Have you noticed the evolution of the “tone” of discourse on the internet? It once seemed relatively positive; it’s now becoming more and more negative. “Don’t feed the trolls” is excellent advice, particularly in higher-ed social, where negativity can impact the overall success of the institutional accounts.
Spending 40 hours a week —if not more—perusing nasty, aggressive, or disrespectful comments, you see negative discourse develop by the minute and you acquire a firm understanding of how cynical social media has become. According to a YouGov survey, 28 percent of Americans admit to participating in “malicious online activity” and 23 percent have “maliciously argued over an opinion” with a stranger online—and that’s only those who admitted to it (Kleinman, 2014). Thinking about how many people are spreading hate and how often, it comes as no surprise that internet trolling continues to rise, as users think what they say can’t be traced back to them or that their comments are inconsequential because they are not said aloud. Our self-censoring mechanism has become optional, accountability is limited, and empathy is almost nonexistent.
Internet anonymity allows users to have zero accountability for inappropriate actions and comments. A total of 77 percent of Americans believe that having the ability to be anonymous is the highest contributing factor to trolling (Cueto, 2014). We use the internet as a personal diary, capturing and revealing the most intimate details of our lives. Unfortunately, this means more vicious commenting, which results in more rage-induced behavior, which in turn produces more and more internet monsters. And commenters are usually so distant from the targets of their anger they feel no remorse.
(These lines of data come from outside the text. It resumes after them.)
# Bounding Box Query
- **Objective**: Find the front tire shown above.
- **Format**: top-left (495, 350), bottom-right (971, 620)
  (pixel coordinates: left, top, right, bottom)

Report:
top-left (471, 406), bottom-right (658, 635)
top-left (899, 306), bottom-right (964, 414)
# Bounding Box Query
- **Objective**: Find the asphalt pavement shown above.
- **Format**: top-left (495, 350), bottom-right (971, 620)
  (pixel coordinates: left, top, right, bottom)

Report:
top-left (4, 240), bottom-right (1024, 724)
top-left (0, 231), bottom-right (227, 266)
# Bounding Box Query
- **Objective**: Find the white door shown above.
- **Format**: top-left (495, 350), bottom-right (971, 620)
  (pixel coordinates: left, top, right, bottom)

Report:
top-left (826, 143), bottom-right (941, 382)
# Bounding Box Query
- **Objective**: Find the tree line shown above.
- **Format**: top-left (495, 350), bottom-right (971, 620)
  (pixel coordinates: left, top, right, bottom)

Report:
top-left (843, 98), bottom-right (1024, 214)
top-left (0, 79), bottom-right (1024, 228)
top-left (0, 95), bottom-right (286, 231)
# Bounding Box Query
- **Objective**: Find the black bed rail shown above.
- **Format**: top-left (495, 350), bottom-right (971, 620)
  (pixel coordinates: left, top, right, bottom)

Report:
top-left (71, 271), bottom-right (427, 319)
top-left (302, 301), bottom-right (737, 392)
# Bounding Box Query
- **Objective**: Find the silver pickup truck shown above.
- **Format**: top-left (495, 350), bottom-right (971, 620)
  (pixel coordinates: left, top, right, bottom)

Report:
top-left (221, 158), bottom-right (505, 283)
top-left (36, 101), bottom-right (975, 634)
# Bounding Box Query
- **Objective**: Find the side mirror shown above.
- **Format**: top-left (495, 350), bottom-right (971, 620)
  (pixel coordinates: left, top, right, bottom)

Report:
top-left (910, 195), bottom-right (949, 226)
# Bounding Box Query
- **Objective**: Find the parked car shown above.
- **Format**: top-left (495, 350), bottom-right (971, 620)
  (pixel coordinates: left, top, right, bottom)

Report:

The internet was supposed to be a place for free expression, where users could speak their minds and share their opinions with their fellow internet users. The problem is that a lot of people who do so are attacked, making many users feel unwelcome and unsafe online. According to the Pew Research Center, 41 percent of American adults have been harassed online and 66 percent have witnessed harassment—up 35 percent since 2014 (Rainie, 2017). With the plethora of controversial topics being tossed around these days, it is difficult to avoid becoming involved in heated threads.
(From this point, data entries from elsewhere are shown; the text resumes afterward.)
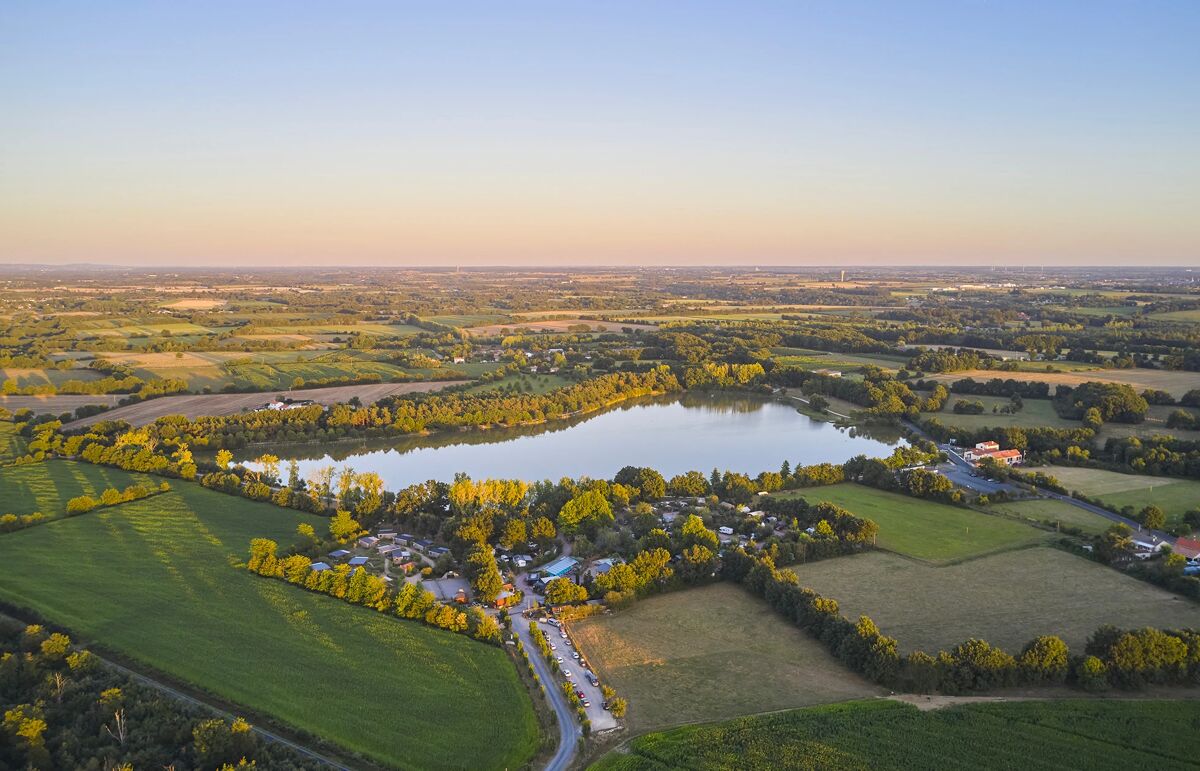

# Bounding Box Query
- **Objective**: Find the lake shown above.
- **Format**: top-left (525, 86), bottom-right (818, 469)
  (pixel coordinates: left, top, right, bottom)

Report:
top-left (240, 393), bottom-right (904, 490)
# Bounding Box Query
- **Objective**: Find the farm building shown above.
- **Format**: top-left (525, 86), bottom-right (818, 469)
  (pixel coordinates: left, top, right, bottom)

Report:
top-left (962, 442), bottom-right (1025, 466)
top-left (1172, 538), bottom-right (1200, 560)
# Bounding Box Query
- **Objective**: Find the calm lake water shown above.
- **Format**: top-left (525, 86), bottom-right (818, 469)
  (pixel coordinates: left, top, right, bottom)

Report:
top-left (241, 394), bottom-right (902, 482)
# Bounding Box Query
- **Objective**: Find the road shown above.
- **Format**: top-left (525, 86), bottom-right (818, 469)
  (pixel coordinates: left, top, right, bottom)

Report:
top-left (512, 605), bottom-right (583, 771)
top-left (905, 420), bottom-right (1175, 544)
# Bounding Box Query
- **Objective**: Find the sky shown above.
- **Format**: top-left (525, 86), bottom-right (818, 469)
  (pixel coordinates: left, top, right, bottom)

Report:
top-left (0, 0), bottom-right (1200, 267)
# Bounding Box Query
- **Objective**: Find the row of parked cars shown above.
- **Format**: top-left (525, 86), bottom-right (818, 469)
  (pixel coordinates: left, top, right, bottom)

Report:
top-left (546, 618), bottom-right (608, 710)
So what can we do to suppress the trolling and make social a more stimulating space to explore? A space where topical, intelligent, and interesting conversation can take place again, especially in higher-ed?
Recently, Refinery29 started a campaign called “Reclaim Your Domain” to make the internet (and the world outside it) a safer place for everyone. But such an initiative requires something from us. We all have a part to play in ensuring a safer and friendlier online space, so we can benefit from our interactions with others and make our online lives richer.
Outnumbering the trolls and participating in social to make the climate more positive not only makes the internet a more enjoyable place to communicate, it makes it a more valuable space to represent your college or university.
Buxton, Madeline. (2017). The Internet Problem We Don’t Talk Enough About. Refinery29.
Cueto, Emma. (2014). Online Trolling Statistics Reveal Almost One Third of Millennial Americans Admit To Being Internet Trolls. Bustle.
Kleinman, Alexis. (2014). 28 Percent of Americans Admit To Being Internet Trolls. Huffington Post.
Rainie, Lee. (2017). Online Harassment 2017. Pew Research Center.